Surrealism and the Sacred: Celia Rabinovitch


From the Publisher:

“From archaic fetishism, found objects, dream images, and free association, surrealist artists and writers — such as Giorgio de Chirico, Max Ernst, Salvador Dalí, Merret Oppenheim, and Wolfgang Paalen — transformed the ordinary into the extraordinary by deliberately evoking the ambivalence of sacred power. Surrealism and the Sacred traces the conflict between the secular and sacred forces from prehistory and paganism through the Renaissance and the occult revival of the 19th century to the surrealist movement of the twentieth century. Against the tyranny of reason and the European bourgeoisie, Surrealists drew from occultism, Asian religions, mysticism, and psychoanalysis to create an uncanny and creative state of mind that continues to have a profound effect on the modern imagination. This remarkable book challenges conventional assumptions about modern art and its larger meanings in the history of knowledge.”

Were the Surrealists working within the French literary/artistic tradition of heterodoxy, mysticism, and revolution? What is it about surrealism that is original, unique?

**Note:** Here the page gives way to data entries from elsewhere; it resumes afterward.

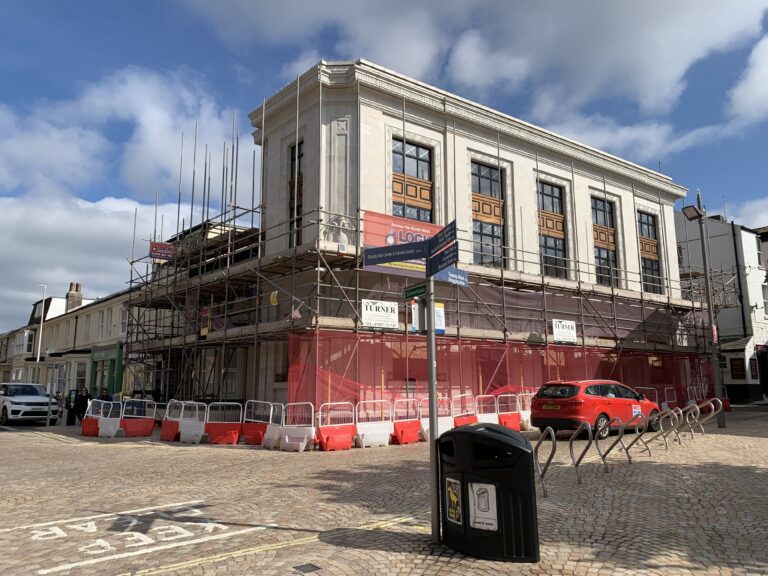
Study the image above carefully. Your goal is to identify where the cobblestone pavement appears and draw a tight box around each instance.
[0,408,768,576]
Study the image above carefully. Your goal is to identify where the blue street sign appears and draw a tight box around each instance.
[427,220,456,256]
[427,242,459,278]
[363,240,427,266]
[433,266,469,287]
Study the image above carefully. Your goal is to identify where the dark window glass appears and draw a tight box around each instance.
[595,247,619,286]
[536,384,579,398]
[472,220,504,266]
[539,182,564,214]
[539,236,568,278]
[637,212,658,240]
[592,197,614,228]
[642,258,664,294]
[392,138,432,181]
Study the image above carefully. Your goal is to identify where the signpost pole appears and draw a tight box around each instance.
[427,277,440,544]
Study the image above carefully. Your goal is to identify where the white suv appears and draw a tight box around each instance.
[0,382,59,425]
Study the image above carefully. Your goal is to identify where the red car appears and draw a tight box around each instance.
[531,380,659,438]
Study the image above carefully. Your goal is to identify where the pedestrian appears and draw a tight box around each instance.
[75,386,91,422]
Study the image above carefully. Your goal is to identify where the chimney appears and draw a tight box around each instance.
[67,282,83,312]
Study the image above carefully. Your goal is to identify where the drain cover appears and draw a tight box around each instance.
[293,564,320,574]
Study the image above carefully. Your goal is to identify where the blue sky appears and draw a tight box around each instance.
[0,0,768,332]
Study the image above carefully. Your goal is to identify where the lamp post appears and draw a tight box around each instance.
[35,284,51,426]
[683,191,725,428]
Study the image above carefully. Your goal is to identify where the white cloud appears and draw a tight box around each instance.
[0,68,259,332]
[728,36,768,122]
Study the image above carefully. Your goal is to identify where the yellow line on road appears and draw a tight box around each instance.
[122,516,426,576]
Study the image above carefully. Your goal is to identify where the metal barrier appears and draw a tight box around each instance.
[160,400,184,442]
[661,387,679,410]
[517,392,533,430]
[279,402,315,452]
[120,398,157,437]
[475,394,499,424]
[568,422,592,484]
[179,402,208,444]
[419,398,453,442]
[622,413,651,464]
[496,394,520,432]
[242,400,272,446]
[635,387,660,405]
[533,427,557,498]
[261,402,285,449]
[595,416,626,474]
[355,400,394,448]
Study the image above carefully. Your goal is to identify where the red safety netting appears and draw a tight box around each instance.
[288,330,712,407]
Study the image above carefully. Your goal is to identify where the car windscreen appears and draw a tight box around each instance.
[536,384,579,398]
[6,384,45,396]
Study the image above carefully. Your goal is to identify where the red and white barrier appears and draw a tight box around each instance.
[392,398,421,445]
[316,402,357,452]
[451,394,477,428]
[120,398,157,437]
[205,402,243,444]
[160,400,184,442]
[355,400,395,448]
[242,400,272,446]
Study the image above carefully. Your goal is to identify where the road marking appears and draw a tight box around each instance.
[37,526,267,574]
[129,516,426,576]
[0,500,205,533]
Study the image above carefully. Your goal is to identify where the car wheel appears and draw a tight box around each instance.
[595,414,611,440]
[648,410,661,432]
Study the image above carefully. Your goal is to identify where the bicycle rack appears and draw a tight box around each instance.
[646,410,677,454]
[699,398,723,434]
[568,422,592,484]
[595,416,627,474]
[533,426,557,498]
[622,414,651,464]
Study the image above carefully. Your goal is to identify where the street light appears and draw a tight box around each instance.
[683,191,725,428]
[35,284,51,426]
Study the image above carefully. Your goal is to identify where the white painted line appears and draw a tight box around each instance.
[0,500,205,533]
[37,526,267,574]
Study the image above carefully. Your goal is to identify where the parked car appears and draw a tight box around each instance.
[0,382,59,425]
[531,380,659,438]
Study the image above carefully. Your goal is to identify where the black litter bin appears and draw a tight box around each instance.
[438,424,540,562]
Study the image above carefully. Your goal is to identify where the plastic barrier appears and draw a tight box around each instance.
[419,398,453,442]
[475,394,499,424]
[661,387,680,410]
[316,402,357,452]
[205,402,243,444]
[355,400,395,448]
[120,398,157,438]
[94,400,123,438]
[496,394,520,432]
[279,402,315,452]
[179,402,208,444]
[240,400,272,446]
[517,392,533,430]
[261,402,285,449]
[160,400,184,442]
[451,394,477,428]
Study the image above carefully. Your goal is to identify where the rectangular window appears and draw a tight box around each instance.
[637,212,659,240]
[595,246,619,287]
[288,141,304,248]
[392,138,433,222]
[592,197,619,286]
[540,236,568,278]
[641,258,664,294]
[472,220,503,266]
[730,358,747,380]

The Surrealists rejected all tradition, but used heterodox streams of thought to attack Catholicism and the bourgeois mentality. As much talk as there is of Surrealism’s rejection of logic, I think that André Breton attempted to justify Surrealism through citing the occult sciences or mysticism, such as the tarot, Tibetan Buddhism, and parapsychology. The Bureau de Recherches Surréalistes and its publication, La Révolution surréaliste used a pseudo-scientific format to send up empiricism. The magazine demonstrates Breton’s need to develop a “rationale” for surrealism. He was more of a theorist, a demagogue, than an artist. The Manifestoes of Surrealism ultimately are characterized by a subversive ideology — and hampered by a high seriousness — that is a trap that the best of the art avoids.

In the image, poetic associations, and music’s harmonic structures we apprehend simultaneously the contradictions of emotion and sensation; it is the only understanding of completion that we can experience beyond mysticism or intimacy with another.

Surrealism’s originality arises from its art, not its political arguments between artists or writers that continue to this day. Imagination and intuition, in visual art and in poetry, give us alternatives to retinal vision and logic in a way that a sequential argument never can. In the image, poetic associations, and music’s harmonic structures we apprehend simultaneously the contradictions of emotion and sensation; it is the only understanding of completion that we can experience beyond mysticism or intimacy with another.

Perhaps the traditions of Western esotericism are marginalized because they understand the world through matter — transformed in alchemy, employed in ritual, developed in herbalism, and manifested in nature. For the same reason the dominant cultures of the west have rejected the body — to deny we are matter is to deny death. The alternative, poetic view of the world comes from our physical experience of matter. The imagination creates metaphor from matter, while reason denies it connection to feeling, except for its functional use. The Surrealists embodied their metaphors through matter — bone, fur, sand, flesh. What is Meret Oppenheim’s fur-lined tea-cup without the creepy sensation of drinking from it?